Bild: Pedro Sánchez sichert sich Stimmen, hier mit Andoni Ortuzar von der bask…
Madrid taz | Es ist so weit. Am Montag reichte die sozialistische PSOE
zusammen mit Regionalparteien aus Galicien, dem Baskenland und Katalonien
beim spanischen Parlament ein Amnestiegesetz ein, das Straffreiheit für
katalanische Unabhängigkeitspolitiker und -aktivisten gewährt. Das betrifft
vor allem all jene, die gegen den Willen der Zentralregierung 2014 eine
Bürgerbefragung und 2017 ein Unabhängigkeitsreferendum organisierten. Die
Amnestie ist einer der wichtigsten Punkte der Vereinbarungen, die die PSOE
von Ministerpräsident Pedro Sánchez mit anderen Parteien schloss, um nach
einer Parlamentsdebatte am Mittwoch und Donnerstag für [1][weitere vier
Jahre ins Amt] gewählt zu werden.
Mit dem Gesetz erreichte Sánchez die Unterstützung der in Katalonien
regierenden Republikanischen Linken (ERC) und von der katalanisch
separatistischen Partei Gemeinsam für Katalonien (JxCat). Diese wird vom im
Brüsseler Exil lebenden ehemaligen katalanischen Präsidenten Carles
Puigdemont geführt.
Das „Gesetz der Amnestie zur institutionellen, politischen und sozialen
Normalisierung in Katalonien“, so der offizielle Name, begünstigt all
diejenigen, die von 2012 bis heute in Zusammenhang mit den beiden
Volksbefragungsprozessen angeklagt oder verurteilt wurden. Das dürften rund
400 Personen sein, darunter auch Puigdemont und weitere im Exil lebende
Politiker sowie 73 Polizeibeamte, die wegen Polizeigewalt am Tag des
Referendums, dem 1. Oktober 2017, angeklagt sind.

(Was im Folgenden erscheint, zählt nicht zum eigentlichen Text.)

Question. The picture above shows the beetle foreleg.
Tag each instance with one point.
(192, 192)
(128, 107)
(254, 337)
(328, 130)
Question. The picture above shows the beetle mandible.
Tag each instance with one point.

Es handele sich um ein „einzigartiges Gesetz zur Regulierung der
politischen Lage und zur Förderung von Lösungen“ für den Konflikt in
Katalonien, heißt es im Vorwort. Die Amnestie sei ein „schwieriger Weg“,
der aber „mutig und versöhnlich“ sei.
## Sánchez macht aus der Not eine Tugend
Die Amnestie werde „der Politik zurückgeben, was die Politik nie hätte
verlassen dürfen“, erklärte Sánchez bereits bevor das Gesetz eingereicht
wurde. Der 2017 regierende konservative spanische Ministerpräsident Mariano
Rajoy brach alle Kontakte nach Katalonien ab und überließ das Problem der
Polizei und den Gerichten. Eltern, Lehrer und Direktoren, die dafür
sorgten, dass Schulen als Wahllokale dienen konnten, werden seither
gerichtlich verfolgt.
Die gesamte katalanische Regierung wurde vor Gericht gestellt und zu bis zu
13 Jahren Haft verurteilt. Später wurden sie von der Regierung Sánchez
begnadigt. Andere gingen, so wie der ehemalige [2][katalanische Präsident
Carles Puigdemont], ins Exil. Er und seine Partei Gemeinsam für Katalonien
(JxCat) sowie die mittlerweile in Barcelona regierende Republikanische
Linke Kataloniens (ERC) handelten das Amnestiegesetz mit Sánchez aus.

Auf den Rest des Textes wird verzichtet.